The roughness of natural fault surfaces means that faults make contact at discrete, high-stress bumps and other geometrical highs, producing extreme spatial heterogeneity in normal stress on the sliding interface. This heterogeneity plays a crucial role in nucleating and arresting earthquake rupture. However, heterogeneity resulting from contact of rough surfaces has not been systematically tested in laboratory experiments, which have previously been restricted to nominally flat surfaces. We investigate how the spacing of macroscopic contact regions controls slip stability by shearing cement blocks designed and manufactured to have prescribed contact spacing, as well as replicas of a natural fault surface. Arrays of hemispherical bumps were manufactured with initial spacings of 22-235 mm. Experiments were conducted in direct shear at normal loads ranging from 1 to 10 kN, resulting in local contact stresses of ~20-120 MPa.
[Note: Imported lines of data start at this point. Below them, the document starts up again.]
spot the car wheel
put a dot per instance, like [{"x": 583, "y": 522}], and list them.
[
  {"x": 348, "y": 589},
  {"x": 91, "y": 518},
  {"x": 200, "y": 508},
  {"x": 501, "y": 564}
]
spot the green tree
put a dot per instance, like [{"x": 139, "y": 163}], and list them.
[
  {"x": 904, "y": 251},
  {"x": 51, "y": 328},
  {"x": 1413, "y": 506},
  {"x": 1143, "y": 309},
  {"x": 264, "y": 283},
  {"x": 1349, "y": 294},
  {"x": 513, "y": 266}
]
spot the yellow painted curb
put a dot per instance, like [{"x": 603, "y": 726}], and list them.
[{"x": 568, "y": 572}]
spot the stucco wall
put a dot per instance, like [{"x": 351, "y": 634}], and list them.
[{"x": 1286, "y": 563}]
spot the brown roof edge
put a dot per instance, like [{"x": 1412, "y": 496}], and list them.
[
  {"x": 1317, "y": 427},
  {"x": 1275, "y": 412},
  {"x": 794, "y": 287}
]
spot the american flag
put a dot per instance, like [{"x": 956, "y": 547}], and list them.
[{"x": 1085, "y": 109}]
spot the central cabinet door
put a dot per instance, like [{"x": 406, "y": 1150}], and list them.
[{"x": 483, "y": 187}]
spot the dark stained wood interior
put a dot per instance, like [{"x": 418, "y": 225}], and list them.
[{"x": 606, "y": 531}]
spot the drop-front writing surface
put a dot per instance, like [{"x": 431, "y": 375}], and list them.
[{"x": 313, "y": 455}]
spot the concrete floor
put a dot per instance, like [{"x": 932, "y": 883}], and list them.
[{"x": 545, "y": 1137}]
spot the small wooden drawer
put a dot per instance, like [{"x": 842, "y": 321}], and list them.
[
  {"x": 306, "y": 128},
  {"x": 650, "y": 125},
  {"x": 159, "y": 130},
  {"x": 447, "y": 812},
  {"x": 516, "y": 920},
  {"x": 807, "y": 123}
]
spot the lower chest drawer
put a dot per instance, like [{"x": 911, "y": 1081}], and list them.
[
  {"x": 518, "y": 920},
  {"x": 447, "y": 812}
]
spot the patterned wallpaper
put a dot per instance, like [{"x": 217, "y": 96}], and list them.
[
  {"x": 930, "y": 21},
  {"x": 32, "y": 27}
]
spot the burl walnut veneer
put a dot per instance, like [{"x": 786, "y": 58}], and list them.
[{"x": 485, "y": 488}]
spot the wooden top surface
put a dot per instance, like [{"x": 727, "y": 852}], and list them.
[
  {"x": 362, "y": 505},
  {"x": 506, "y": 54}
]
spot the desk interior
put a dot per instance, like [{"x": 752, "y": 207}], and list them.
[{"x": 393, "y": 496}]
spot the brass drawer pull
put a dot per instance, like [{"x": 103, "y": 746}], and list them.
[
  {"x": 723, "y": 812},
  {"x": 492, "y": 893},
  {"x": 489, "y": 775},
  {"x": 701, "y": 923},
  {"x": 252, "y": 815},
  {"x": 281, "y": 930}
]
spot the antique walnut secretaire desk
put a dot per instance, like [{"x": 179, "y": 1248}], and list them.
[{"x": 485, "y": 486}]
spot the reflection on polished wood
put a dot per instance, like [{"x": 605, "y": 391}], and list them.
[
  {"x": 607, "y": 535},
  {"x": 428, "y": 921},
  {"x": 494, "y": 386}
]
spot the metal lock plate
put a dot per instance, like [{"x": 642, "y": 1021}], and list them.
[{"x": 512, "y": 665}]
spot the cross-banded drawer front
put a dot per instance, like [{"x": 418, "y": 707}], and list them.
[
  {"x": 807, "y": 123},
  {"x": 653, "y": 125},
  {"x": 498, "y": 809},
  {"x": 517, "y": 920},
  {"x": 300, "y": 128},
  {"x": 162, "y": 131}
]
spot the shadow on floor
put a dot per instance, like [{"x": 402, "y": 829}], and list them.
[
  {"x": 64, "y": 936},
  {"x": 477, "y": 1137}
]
Across 27 experiments, sliding ranged from stable creep to unstable stick-slip behavior. Instability is controlled by the minimum spacing between adjacent contact regions (λc), which evolves during wear. Faults remain stable when λc is less than the critical nucleation length Lc predicted by fracture mechanics (tens to ~180 mm for our measured G, Dc, σ, and Δf). When λc exceeds Lc, stick-slip initiates regardless of overall friction coefficient or surface type (regular hemisphere arrays, random bumps, or natural fault replicas). Increased contact normal stress also promotes instability by reducing Lc. These findings are corroborated by a case study of a single experiment, in which λc increased abruptly upon the loss of a few individual contacts, resulting in the immediate transition from stable to unstable sliding that occurred precisely as λc crossed Lc, independent of changes in contact radius.

Our results demonstrate that the spacing of high-stress contact patches may significantly influence slip stability on faults. Because this spacing length scale can be directly observed on real fault surfaces, it provides a physically grounded predictor of where rupture can nucleate or arrest across scales from hand samples to fault segments.